Recruitment of Ischemic Stroke Patients in Clinical trials in General Practice and Implications for Generalizability of Results

M Fareed K Suri 1, Adnan I Qureshi 1
PMCID: PMC3379905  PMID: 22737263

Abstract

Background:

While results of clinical trials are used to impact practice among patients with ischemic stroke, very little information is available regarding proportion and characteristics of patients recruited in clinical trials in general practice.

Methods:

We performed this analysis to provide an audit of recruitment in clinical trials among patients with acute ischemic stroke using data from the University Healthsystems Consortium benchmarking project. A review of 40 consecutive ischemic stroke cases meeting inclusion criteria and discharge within a 6-month period was conducted in 32 hospitals.

Results:

A total of 1256 patients (mean age 67 years, range 18--99 years) were included. A total of 77 (6%) patients were recruited in clinical trials; 33 and 14 patients recruited in drug or device trials, respectively. In the multivariate analysis, age under 80 years (odd ratio [OR] 2.2, 95% confidence interval [CI] 1.0--4.9), white or African-American race as compared with others (OR 2.5, 95% CI 0.98--6.6), evaluation by a neurologist or stroke team (OR 14.8, 95% CI 2.0--108), the use of intravenous thrombolysis (OR 8.4, 95% CI 4.9--14.4), and history of hypertension (OR 1.9, 95% CI 1.0--3.4) were associated with recruitment in clinical trials. There was no relationship between patient’s gender and recruitment in clinical trials. The rate of intracranial hemorrhage (6% vs 2%, p<0.05) and progression of stroke (12% vs 3%, p<0.05) were higher among those recruited in clinical trials.

Conclusions:

Patients recruited in clinical trials appear to have different characteristics from those who are not recruited limiting the generalizability of results from current trials.

Keywords: Acute stroke, clinical trials, enrollment

Introduction

Although clinical trials provide the most reliable information about the safety and efficacy of a treatment, the generalization and broad acceptance of the derived results is a common issue. Patient population recruited in clinical trials can be different from the general population because of inclusion and exclusion criteria, patients willing to participate in research17, or physician bias in patient selection1,8,9. It is unknown how the patient population selected for acute stroke treatment trials differs from the patient population admitted for stroke but not recruited in clinical trials. We performed this study to determine the proportion and characteristics of ischemic stroke patients recruited in clinical trials using data collected as part of a multicenter bench marking project.

Methods

Study population

We used the data from University HealthSystems Consortium (UHC) benchmarking project conducted in 2005. Clinical data for this project were collected from retrospective chart review of 40 consecutive admissions from each of 32 participating centers. Patients’ inclusion criteria included age of 18 years or older and primary discharge diagnosis of ischemic stroke admitted between January 1, 2004 and June 30, 2004. Patients transferred from other emergency departments were included. Inpatients from other acute care facility were not included.

Data variables

Data collected for UHC benchmarking project included administrative information, patient demographics, clinical presentation, key patient management factors, past medical history, diagnostic testing, in-hospital complications, and discharge information. Information regarding whether the patient was included in a drug-related, device-related, or other research protocol was also collected. We used participation in any research protocol as the outcome variable.
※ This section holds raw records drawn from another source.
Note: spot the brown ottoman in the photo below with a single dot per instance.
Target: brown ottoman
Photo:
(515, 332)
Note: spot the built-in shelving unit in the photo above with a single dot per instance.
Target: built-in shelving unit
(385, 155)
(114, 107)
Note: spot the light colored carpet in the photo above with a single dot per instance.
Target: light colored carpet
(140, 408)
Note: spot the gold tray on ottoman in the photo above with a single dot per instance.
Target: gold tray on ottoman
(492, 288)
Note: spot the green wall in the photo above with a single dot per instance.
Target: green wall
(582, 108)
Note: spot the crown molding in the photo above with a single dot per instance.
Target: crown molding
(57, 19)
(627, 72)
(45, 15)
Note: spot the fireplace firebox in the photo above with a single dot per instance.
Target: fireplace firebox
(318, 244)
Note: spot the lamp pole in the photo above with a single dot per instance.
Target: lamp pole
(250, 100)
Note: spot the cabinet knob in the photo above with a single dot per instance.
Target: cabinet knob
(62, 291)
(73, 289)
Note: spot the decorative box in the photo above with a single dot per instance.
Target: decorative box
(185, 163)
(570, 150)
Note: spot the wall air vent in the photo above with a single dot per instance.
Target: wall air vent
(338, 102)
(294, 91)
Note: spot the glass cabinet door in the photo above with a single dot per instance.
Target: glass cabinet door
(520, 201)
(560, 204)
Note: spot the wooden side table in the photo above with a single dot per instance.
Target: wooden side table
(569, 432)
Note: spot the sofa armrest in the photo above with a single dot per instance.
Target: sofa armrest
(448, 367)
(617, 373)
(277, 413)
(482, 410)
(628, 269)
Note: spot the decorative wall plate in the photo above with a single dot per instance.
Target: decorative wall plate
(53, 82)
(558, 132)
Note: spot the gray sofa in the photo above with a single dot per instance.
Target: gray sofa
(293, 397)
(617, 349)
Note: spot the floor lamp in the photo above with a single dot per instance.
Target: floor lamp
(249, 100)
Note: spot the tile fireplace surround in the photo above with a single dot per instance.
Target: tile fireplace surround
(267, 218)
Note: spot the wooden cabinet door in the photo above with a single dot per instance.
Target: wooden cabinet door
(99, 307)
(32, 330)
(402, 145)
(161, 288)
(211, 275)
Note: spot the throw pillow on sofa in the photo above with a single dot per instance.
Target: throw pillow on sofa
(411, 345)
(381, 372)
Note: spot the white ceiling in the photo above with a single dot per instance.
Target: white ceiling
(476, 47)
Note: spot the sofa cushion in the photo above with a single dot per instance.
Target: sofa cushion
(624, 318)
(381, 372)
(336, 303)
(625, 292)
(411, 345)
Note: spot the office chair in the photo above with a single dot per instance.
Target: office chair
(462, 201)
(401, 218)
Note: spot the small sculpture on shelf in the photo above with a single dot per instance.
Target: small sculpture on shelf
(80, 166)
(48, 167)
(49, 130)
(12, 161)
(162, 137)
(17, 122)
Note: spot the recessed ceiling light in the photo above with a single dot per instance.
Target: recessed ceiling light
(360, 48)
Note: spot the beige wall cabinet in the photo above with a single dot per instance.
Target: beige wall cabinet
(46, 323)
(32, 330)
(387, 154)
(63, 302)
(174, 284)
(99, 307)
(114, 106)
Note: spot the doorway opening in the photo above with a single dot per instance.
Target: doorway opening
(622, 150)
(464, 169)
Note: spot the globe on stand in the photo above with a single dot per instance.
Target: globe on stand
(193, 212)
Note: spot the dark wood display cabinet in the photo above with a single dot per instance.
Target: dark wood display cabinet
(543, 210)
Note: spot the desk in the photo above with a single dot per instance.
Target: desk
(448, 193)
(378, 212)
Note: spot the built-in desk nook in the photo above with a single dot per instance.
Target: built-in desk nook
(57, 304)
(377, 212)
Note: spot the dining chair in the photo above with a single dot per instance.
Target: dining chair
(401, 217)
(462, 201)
Independent variables examined for association included age, sex, race (white, African-American, other), history of vascular risk factors (diabetes mellitus, hypertension, hyperlipidemia, and cigarette smoking), admission to a specialty team (neurologist, neurointensivist, or neurosurgeon), Wake Forest Stroke Severity Scale10, and administration of intravenous thrombolytics. We also determined if patient participation in research protocol affects the outcome---including intracerebral hemorrhage, length of hospitalization, in-hospital complications (pneumonia, myocardial infarction, and urinary tract infection), and discharge destination.

Statistical analysis

We determined the association of independent variables with participation in research protocol using t-test for continuous and chi-square for categorical variables. Association of variables of selected variables was then determined in multivariate analysis using forward stepwise logistic regression. The variables selected in multivariable regression analysis included those variables that were significantly associated with recruitment in clinical trials in the univariate analysis and those that were noted to be associated with recruitment in clinical trials in previous studies. Another analysis was performed comparing the rates of in-hospital outcomes using t-test for continuous and chi-square for categorical variables between the two patient groups defined by recruitment and not in clinical trials. All analysis was performed in SAS software v9.2 (SAS Institute Inc., Cary, NC, USA).

Results

Data were collected from a total of 1256 (mean age 67 years, range 18--99 years) consecutive acute stroke cases derived from 32 hospitals participating in UHC benchmarking project in 2005. Most patients presented through the emergency departments (n=1035). A total of 77 (6%) patients were recruited in clinical trials; 33 and 14 patients recruited in drug or device trials, respectively. One patient was recruited in both device and drug protocol.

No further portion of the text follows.